Modern society consumes material like never before. All these objects and materials can tell us so much about our culture.

I have always been drawn, therefore, to using materials and objects that have been discarded and are considered useless. However, what is most important to me, when sourcing these materials is their pure substance, colour, and formal qualities. My work, does not point outside of itself, it is about physically and visually experiencing an installation or the objects for what they are. Sculpture functions very differently to that of a painting, you can walk around it, feel the desire to touch it, and engage with it in a very immediate way. That is why I have such an abiding interest in materials. Learning from other artists is also important. The work of Eva Hesse, Richard Tuttle, and Isa Genzken inspire me a lot, as their work is deeply rooted in the language of material.
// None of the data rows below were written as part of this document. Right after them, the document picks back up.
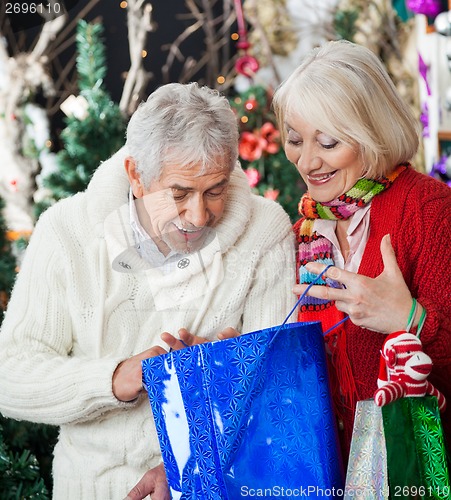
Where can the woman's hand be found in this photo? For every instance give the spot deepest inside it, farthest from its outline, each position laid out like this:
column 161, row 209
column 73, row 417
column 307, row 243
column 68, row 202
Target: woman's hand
column 381, row 304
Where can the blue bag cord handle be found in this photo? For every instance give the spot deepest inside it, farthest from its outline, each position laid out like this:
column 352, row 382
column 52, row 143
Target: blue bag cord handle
column 301, row 298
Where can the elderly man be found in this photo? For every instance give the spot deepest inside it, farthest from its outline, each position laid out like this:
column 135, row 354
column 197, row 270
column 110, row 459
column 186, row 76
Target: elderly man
column 166, row 238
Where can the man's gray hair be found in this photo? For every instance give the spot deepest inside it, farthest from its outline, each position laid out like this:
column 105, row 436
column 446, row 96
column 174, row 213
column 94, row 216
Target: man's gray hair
column 186, row 125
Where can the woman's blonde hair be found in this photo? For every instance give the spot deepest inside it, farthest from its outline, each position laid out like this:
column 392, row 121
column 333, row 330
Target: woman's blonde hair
column 344, row 90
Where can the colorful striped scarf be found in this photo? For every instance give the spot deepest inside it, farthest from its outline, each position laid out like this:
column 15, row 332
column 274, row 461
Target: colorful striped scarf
column 314, row 247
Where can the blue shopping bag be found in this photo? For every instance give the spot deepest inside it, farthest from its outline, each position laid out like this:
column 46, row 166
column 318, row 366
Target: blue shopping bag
column 248, row 416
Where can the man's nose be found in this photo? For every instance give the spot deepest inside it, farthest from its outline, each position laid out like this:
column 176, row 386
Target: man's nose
column 196, row 212
column 307, row 159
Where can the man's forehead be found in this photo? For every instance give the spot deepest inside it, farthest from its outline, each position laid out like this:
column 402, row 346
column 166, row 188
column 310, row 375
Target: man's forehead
column 193, row 176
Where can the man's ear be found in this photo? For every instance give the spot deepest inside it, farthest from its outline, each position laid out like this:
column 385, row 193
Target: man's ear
column 133, row 177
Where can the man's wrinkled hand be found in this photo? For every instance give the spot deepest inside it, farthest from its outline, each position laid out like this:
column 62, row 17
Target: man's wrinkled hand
column 187, row 339
column 153, row 483
column 127, row 378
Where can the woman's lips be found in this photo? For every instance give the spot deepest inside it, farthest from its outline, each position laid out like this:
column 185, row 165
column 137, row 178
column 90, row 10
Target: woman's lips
column 318, row 179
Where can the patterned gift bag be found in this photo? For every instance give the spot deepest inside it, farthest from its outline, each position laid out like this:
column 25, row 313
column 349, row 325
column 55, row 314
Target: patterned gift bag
column 249, row 416
column 367, row 477
column 398, row 451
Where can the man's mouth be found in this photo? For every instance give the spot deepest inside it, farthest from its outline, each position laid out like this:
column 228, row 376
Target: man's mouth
column 190, row 234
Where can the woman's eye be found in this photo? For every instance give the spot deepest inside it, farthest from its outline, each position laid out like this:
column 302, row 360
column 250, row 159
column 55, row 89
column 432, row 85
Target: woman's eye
column 329, row 145
column 295, row 141
column 215, row 194
column 178, row 196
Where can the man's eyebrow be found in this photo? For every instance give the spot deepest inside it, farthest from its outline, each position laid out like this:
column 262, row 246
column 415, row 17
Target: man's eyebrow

If you feel that you are an artist then pursue it.

However, it can be a tough job. Indeed, to be successful you have to work very hard, and of course, some talent helps. Luckily, I spend very little on materials, but the best work is often made in this way. That is, sometimes, when the best ideas come to you. Art and money don’t always mix very well. In saying that, there is support and funding out there for artists, but it can, sometimes, be hard to get due to the level of competition. Places like Ormston House and Occupy Space, therefore, provide a wonderful platform for artists, both inside and outside of the city.

Limerick is a great place to work and I have really grown to love it.

It does not seem to be as hectic as other cities so you have more space and time to focus on being an artist. When you are in Galway it is very easy to be lured into the pub every day of the week because there always seems to be something on there. With its vibrant and active artistic community, Limerick is really becoming a very happening space!